Organisé par des étudiants en anthropologie de cinq universités québécoises, le FIFEQ est né d’une initiative montréalaise conjointe des universités de Montréal, McGill et Concordia. L’organisation s’est par la suite élargie et regroupe maintenant l’Université Laval, qui en est à sa quatrième année d’implication, et, depuis deux ans, l’Université du Québec à Chicoutimi. En plus de servir de vitrine aux jeunes cinéastes, le festival est un lieu d’échanges sur l’apport et la pertinence du média visuel dans l’étude des cultures et des sociétés. Andréanne Guindon, étudiante à la maîtrise en anthropologie et coordonatrice du volet lavallois du festival, explique: «C’est une façon de présenter l’anthropologie à des gens qui ne connaissent pas la discipline, et c’est aussi une façon pour les anthropologues de réfléchir à une manière de présenter l’anthropologie à travers l’image.»

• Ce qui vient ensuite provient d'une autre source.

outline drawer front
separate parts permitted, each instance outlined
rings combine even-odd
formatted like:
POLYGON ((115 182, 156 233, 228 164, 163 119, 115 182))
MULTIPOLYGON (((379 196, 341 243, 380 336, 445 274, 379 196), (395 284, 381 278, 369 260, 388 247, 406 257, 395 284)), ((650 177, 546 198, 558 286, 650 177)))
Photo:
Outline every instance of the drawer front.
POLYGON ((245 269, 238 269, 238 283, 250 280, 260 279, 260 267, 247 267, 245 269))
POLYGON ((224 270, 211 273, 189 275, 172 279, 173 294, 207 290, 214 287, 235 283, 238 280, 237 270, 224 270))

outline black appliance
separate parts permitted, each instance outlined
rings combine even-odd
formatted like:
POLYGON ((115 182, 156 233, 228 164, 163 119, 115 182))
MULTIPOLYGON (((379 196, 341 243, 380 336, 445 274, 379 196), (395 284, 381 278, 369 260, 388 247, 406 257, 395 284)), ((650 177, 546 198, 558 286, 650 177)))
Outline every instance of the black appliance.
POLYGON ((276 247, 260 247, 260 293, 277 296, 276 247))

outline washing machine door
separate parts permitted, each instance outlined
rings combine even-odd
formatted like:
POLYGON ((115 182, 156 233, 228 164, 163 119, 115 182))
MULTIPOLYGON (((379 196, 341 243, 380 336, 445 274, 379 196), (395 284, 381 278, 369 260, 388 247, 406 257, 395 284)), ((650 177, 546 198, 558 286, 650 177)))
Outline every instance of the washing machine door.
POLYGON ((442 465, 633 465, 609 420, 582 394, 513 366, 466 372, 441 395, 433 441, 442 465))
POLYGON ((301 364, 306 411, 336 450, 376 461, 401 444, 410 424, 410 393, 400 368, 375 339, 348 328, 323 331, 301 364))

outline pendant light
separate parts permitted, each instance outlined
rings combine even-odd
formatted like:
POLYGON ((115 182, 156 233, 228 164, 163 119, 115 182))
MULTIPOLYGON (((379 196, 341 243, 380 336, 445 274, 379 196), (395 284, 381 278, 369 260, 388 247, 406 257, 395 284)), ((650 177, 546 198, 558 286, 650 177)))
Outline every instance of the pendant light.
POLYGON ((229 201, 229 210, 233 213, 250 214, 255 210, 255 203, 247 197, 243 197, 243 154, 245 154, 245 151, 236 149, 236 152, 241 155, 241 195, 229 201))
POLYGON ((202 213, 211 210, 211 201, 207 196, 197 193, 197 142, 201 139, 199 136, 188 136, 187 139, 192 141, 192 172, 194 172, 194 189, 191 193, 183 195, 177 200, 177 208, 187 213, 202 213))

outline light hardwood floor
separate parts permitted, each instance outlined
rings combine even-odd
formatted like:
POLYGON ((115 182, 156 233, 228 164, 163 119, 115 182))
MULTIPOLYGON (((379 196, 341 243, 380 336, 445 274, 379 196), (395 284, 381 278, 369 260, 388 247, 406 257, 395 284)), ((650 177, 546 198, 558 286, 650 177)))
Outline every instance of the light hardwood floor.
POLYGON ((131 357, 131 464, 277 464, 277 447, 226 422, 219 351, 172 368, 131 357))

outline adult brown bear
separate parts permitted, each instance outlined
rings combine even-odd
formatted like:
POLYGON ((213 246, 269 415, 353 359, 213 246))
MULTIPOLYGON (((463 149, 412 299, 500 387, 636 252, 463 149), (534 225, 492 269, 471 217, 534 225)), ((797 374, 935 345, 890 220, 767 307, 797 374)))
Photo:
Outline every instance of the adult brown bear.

La programmation de cette année est particulièrement chargée et diversifiée, notamment pour le volet international, signe du développement et de la réputation acquise par le festival au fil des ans. «On a une bonne visibilité dans les centres de recherche et les universités à travers le monde. Et la réponse est bonne, on a reçu plus de 100 films cette année», précise Andréanne Guindon, qui est membre du comité
organisateur de Laval depuis ses débuts.

Programmation lavalloise
Cette année, le FIFEQ présente quatre journées de projections à Québec. Au total, c’est près de 30 films qui ont été sélectionnés, autant pour leur qualité et leur diversité thématique que pour leurs perspectives variées et les réflexions anthropologiques qu’ils suscitent.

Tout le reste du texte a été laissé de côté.